Klangwart: Stadtlandfluss

Klangwart
Stadtlandfluss
Staubgold
2008-10-14

For nearly a decade, the Berlin duo of Markus Detmer and Timo Reuber have been developing an improvisatory piece, built on loops and electronically generated sounds, which they perform in concert. The piece, called “Stadtlandfluss”, is never exactly the same. Its permutations of tone, concept and rhythm vary according to the venue, the audience, and countless random factors that have impact on the two principals’ creative state of mind. As a result, this album is not really the Stadtlandfluss but a Stadtlandfluss, one iteration among many.

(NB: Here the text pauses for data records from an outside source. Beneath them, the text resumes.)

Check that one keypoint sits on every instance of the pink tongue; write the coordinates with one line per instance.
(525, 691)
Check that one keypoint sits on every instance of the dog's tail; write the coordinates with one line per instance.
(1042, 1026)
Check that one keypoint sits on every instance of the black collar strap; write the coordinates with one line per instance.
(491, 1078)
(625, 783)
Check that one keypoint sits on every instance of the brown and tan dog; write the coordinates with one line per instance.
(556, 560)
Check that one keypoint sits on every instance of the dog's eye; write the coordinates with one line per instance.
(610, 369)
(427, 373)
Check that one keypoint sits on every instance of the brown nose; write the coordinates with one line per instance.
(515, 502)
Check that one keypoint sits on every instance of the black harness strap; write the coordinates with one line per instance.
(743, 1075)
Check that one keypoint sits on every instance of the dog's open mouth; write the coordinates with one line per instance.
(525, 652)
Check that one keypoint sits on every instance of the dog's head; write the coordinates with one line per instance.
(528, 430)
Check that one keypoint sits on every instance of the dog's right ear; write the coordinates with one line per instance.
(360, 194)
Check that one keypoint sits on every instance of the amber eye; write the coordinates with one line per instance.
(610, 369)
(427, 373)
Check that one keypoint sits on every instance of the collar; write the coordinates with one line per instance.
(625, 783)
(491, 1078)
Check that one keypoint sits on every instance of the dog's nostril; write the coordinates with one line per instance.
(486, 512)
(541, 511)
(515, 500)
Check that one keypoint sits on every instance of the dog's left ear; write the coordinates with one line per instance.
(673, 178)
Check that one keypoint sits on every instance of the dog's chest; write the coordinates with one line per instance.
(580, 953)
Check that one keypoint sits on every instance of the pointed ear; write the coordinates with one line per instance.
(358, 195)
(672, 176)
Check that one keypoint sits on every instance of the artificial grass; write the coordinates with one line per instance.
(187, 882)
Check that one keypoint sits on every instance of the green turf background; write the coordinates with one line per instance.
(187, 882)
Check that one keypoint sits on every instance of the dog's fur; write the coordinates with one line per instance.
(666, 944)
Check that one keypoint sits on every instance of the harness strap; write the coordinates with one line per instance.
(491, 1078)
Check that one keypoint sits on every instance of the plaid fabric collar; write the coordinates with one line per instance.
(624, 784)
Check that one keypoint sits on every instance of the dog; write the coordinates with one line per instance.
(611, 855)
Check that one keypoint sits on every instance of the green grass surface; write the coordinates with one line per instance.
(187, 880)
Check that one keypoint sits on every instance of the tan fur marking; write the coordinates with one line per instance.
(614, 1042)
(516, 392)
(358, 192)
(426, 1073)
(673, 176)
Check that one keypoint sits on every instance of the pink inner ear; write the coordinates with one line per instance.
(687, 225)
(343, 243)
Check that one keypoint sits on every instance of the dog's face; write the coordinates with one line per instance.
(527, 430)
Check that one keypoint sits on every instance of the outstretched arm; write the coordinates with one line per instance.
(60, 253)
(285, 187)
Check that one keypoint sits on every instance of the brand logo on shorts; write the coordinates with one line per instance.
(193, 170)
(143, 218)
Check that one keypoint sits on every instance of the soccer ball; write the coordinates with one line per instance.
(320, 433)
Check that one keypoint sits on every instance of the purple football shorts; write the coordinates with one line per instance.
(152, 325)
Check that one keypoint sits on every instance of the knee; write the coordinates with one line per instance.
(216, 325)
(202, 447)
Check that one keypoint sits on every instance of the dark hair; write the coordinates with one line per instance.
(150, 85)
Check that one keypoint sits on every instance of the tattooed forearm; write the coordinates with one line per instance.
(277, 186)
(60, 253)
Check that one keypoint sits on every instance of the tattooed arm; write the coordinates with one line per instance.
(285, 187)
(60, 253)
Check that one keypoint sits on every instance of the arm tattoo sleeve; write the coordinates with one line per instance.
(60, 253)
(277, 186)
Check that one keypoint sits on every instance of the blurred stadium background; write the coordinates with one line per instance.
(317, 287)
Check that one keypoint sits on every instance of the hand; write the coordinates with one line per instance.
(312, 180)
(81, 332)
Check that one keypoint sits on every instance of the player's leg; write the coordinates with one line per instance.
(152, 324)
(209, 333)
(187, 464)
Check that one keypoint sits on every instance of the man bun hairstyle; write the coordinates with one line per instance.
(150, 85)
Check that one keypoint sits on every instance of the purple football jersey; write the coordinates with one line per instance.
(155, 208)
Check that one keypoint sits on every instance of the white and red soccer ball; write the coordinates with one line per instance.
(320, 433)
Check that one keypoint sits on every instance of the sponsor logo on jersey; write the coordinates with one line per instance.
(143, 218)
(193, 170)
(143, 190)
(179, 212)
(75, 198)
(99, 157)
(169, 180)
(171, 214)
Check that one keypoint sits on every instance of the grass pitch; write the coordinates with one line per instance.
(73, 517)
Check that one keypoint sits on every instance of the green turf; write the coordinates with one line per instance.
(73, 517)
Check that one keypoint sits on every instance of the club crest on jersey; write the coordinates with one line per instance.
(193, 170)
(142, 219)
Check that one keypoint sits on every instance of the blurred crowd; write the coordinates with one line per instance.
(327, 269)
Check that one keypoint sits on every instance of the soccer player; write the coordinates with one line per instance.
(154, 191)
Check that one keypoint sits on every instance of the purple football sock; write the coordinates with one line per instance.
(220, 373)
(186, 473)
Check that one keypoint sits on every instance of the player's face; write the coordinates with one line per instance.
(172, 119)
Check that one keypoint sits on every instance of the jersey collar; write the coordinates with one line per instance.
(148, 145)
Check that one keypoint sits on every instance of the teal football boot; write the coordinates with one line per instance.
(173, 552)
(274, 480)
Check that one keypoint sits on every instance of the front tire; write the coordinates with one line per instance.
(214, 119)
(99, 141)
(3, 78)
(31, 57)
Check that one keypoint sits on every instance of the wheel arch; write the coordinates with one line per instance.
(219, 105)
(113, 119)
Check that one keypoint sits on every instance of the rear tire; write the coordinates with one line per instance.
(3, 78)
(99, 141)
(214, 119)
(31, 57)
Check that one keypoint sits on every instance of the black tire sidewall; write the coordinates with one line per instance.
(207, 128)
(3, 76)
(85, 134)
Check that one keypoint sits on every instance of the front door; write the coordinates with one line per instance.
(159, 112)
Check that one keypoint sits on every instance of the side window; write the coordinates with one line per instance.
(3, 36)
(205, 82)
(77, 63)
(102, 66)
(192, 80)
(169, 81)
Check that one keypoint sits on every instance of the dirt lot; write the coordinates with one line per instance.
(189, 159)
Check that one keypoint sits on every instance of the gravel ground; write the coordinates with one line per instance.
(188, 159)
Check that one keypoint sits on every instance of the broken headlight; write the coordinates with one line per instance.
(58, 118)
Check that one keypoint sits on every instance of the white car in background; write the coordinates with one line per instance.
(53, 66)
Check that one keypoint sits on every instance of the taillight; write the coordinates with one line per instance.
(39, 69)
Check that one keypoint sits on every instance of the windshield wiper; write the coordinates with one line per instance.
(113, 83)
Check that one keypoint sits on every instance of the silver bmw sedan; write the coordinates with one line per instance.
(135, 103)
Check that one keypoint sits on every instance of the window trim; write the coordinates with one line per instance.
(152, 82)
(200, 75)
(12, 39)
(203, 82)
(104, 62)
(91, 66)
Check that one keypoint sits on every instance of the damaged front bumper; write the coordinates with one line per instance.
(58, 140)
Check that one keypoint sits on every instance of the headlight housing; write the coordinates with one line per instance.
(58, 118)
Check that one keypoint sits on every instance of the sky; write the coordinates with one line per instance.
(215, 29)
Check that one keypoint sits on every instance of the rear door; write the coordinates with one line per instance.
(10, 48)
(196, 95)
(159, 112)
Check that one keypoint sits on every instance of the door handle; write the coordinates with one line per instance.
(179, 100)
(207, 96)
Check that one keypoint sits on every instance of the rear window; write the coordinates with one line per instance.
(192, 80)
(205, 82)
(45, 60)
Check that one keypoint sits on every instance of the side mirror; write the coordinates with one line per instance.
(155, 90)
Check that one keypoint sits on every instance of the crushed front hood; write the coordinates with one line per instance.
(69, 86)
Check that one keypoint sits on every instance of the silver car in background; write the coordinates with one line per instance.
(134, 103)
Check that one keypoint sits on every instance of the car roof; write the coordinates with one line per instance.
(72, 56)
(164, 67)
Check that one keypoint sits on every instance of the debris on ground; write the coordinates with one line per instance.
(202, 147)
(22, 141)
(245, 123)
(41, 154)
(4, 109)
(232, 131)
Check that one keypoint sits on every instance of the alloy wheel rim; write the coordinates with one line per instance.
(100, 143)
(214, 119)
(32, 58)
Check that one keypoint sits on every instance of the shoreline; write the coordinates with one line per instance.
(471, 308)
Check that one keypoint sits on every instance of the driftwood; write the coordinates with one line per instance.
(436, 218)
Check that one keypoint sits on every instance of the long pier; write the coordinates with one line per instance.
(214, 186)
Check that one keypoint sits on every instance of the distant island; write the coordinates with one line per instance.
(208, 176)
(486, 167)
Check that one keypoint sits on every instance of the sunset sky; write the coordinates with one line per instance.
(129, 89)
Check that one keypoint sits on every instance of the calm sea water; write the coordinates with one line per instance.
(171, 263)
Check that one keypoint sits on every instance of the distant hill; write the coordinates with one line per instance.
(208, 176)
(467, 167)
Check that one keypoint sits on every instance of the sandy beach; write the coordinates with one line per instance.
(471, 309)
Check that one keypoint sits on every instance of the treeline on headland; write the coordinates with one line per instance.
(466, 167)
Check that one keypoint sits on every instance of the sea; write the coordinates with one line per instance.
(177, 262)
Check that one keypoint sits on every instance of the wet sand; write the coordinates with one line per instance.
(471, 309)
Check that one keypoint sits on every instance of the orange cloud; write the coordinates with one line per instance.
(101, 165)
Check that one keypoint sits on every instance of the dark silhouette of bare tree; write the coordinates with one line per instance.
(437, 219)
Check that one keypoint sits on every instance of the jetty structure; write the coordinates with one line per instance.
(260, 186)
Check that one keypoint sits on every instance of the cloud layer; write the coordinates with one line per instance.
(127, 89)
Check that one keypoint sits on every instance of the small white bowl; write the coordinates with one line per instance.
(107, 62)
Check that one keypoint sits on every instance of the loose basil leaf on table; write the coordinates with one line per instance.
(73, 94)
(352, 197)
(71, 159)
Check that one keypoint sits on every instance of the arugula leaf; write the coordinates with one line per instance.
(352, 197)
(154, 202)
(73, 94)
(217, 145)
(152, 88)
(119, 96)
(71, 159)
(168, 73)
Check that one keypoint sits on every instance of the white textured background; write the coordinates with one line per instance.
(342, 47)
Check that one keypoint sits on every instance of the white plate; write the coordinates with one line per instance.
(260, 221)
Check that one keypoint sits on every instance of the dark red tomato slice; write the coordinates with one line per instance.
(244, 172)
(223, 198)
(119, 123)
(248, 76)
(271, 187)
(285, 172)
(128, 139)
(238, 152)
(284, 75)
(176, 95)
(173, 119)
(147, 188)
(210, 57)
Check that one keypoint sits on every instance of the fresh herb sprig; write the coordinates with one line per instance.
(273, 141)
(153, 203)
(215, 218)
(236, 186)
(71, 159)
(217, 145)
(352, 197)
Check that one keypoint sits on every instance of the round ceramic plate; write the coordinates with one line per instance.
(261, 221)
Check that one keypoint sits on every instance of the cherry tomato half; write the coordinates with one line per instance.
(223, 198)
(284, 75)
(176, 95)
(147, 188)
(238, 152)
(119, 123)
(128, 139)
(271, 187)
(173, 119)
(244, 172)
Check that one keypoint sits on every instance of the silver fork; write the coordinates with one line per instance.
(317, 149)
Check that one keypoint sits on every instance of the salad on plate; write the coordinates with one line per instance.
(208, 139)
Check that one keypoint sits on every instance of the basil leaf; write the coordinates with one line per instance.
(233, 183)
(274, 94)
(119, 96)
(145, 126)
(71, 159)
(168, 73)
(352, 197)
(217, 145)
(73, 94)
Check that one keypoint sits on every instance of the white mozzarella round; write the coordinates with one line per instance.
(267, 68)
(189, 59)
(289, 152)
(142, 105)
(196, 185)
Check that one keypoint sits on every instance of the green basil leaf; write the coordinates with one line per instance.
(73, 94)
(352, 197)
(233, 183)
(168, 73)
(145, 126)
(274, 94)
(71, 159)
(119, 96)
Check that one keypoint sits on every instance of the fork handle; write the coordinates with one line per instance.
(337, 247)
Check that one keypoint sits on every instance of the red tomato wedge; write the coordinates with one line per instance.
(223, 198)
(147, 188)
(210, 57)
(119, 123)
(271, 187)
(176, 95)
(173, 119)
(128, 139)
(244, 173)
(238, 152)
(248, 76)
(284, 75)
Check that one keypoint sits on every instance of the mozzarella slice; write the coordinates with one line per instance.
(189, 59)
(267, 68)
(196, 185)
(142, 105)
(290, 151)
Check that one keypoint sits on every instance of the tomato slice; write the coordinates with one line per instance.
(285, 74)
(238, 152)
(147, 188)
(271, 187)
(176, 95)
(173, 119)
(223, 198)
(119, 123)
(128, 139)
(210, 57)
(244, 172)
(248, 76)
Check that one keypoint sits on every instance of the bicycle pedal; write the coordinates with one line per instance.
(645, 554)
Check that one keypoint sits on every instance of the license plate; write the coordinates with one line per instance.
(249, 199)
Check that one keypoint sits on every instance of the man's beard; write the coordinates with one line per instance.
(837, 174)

The piece is divided into seven tracks somewhat arbitrarily. You will not know where one ends and the other begins, unless you are listening on a player that intersperses silence between cuts. There is, however, an arc of movement, a narrative almost, in a piece that progresses from near silence (I thought my speakers were broken the first time) to euphoric cacophony, from far-off machine sounds to distant transmissions of radio voices. It starts slowly, a patchwork of long hanging tones and the zing of metallic power tools. You will not hear any overtly human element until “Radio” about 13 minutes in, and even then, the voices are obscured by static and erratic swoops of strings. And yet, though, rare, human sounds make up an essential element of the story. The piece crests in its two central cuts, “Hamanamah” and especially “Telemann”, the first a shivering adrenaline rush of electronic anticipation, the second all clangorous bells and frictive, rhythmic bowed strings. These two cuts are exciting in some primal, limbic way, particularly when they crescendo in a wordless female voice. The energy ebbs, the calm returns in “Strom” and by closing “Mein Herz, Mein Haus”, the sound has died down to a subliminal duet between a woman’s whispers and synthetic tones. It is, overall, quite a journey, one that brings you back to equilibrium, but not quite the same as before.